Cara noticed Mam’s face was sad and drawn. Was she thinking about Dad? She’d expected them to stay together until the stars had lost their glory, yet he’d left her for another woman. She reached for her mother’s hand and squeezed it: she responded with a brave smile.
‘He’ll come back one day, I just know it,’ she said in a low voice, as if they’d read each other’s thoughts.
Nancy, who’d stayed in the kitchen to prepare the tea, came to say it was ready, and they eagerly trooped downstairs. It was a long time since they’d looked forward to a meal quite so much.
 
The following Sunday, Eddie and Dexter brought another friend, Nelson, and even more mouth-watering delicacies, including whiskey, two bottles of wine, and sweets and chocolate for the children - they called it candy. Nelson was about six foot four and beanpole thin. Back home, he’d already been the star player in a junior basketball team and had been on the point of taking it up professionally, but the war had intervened. He took Joey into the yard and showed him how it was played.
The Americans were like breaths of fresh air, Cara thought, bringing light into lives that had grown rather dark since the onset of a war that was now in its fourth year. It wasn’t just the blackout, but the never-ending struggle to keep warm, feed their families, a shortage of almost everything, and the people you loved being sent to faraway places, making you wonder if you’d ever see them again. And, worst of all, losing the people you loved, as she’d lost Kit, Eleanor had lost Jonathan, and Tyrone had lost his wife and child.
 
‘This is nice,’ Brenna remarked, glancing around the crowded restaurant. It was Christmas Eve and an elderly man in a dinner jacket was playing ‘God Rest Ye Merry Gentlemen’ on a white grand piano. Three giant chandeliers hung from the ceiling, shivering slightly and casting an extra sparkle around the room. ‘I’ve never been here before. I’ve never seen so many fur coats before, either.’

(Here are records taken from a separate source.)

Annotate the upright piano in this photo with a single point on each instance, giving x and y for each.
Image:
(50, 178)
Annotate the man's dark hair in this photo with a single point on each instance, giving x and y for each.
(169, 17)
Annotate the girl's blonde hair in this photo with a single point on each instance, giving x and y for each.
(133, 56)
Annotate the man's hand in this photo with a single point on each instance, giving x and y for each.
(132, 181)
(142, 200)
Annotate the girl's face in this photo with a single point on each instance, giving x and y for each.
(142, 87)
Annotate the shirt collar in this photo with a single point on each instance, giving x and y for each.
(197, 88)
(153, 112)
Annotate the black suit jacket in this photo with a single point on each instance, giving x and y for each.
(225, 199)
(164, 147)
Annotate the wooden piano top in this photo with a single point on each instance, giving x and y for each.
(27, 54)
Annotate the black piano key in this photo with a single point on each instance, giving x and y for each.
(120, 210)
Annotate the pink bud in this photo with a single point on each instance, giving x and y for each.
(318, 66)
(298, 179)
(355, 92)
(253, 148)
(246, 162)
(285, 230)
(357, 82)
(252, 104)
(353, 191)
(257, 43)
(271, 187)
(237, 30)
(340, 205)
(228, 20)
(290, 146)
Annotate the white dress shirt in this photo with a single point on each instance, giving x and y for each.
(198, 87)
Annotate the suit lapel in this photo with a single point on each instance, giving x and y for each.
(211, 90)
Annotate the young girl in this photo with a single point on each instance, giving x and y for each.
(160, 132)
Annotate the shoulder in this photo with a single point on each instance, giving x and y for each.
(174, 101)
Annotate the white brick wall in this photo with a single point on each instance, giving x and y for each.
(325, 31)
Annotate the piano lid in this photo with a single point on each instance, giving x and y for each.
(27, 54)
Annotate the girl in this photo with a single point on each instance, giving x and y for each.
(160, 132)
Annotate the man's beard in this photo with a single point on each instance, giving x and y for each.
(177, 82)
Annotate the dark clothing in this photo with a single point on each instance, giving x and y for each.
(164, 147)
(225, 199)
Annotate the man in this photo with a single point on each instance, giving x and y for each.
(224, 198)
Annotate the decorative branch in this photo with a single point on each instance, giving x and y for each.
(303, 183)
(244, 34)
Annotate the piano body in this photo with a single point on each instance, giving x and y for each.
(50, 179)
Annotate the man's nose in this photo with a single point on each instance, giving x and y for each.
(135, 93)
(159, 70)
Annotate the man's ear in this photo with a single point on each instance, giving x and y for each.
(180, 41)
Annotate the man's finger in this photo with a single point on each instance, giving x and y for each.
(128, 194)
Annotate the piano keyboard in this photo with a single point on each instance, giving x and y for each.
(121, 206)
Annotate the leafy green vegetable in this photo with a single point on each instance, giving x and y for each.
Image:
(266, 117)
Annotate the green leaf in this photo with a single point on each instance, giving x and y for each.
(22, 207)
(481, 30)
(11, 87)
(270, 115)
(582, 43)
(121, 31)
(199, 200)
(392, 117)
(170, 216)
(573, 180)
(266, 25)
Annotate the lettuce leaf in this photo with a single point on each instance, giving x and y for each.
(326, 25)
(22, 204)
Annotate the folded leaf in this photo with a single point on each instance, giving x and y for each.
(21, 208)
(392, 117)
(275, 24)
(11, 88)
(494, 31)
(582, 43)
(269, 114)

‘I’ve been coming for years, since I was about fifteen.’ Eleanor signalled to a waitress that they were ready to order. ‘Frederick and Hughes has always been my favourite shop.’
‘When I was fifteen, I was cleaning house for some actress - what was her name now? I remember it was Miss Francesca O’Reilly. She was a bit of a tyrant, used to follow me round searching for places I’d missed with the duster.’ She chuckled. ‘It wasn’t often she found any.’
The waitress tottered over. She was very old and her white cap was askew. ‘What can I get you, Mrs Allardyce?’
‘We’d like two Christmas dinners, please, Enid, and plum pudding for afters. Would you like a sherry, Brenna?’
‘I’d love one,’ Brenna said promptly, ‘but could I have a cup of tea while we’re waiting?’
‘Two sweet sherries and a pot of tea, Enid. I need the sherry, it might help steady my nerves,’ she said when Enid had gone. That afternoon, she was meeting Hector Ingram at Lime Street Station. His train was scheduled to arrive at four o’clock, but she was fully prepared for a long wait.
‘There’s no need to feel nervous about anything. Aren’t you two the best of friends already?’
‘Yes, but I still feel nervous at the idea of meeting him again in the flesh - and I’ve almost forgotten what he looks like.’ The tea arrived and she poured milk into the cups. Brenna furiously stirred the pot to make it stronger.
‘Any road, you look lovely. I’m sure he’ll be impressed.’ Eleanor had made herself a dead smart coat out of a pair of tartan travelling rugs found in the attic, even down to a little matching pork pie hat with a black spotted veil.
‘It’s not that sort of relationship, Bren. Hector won’t give a damn how I look.’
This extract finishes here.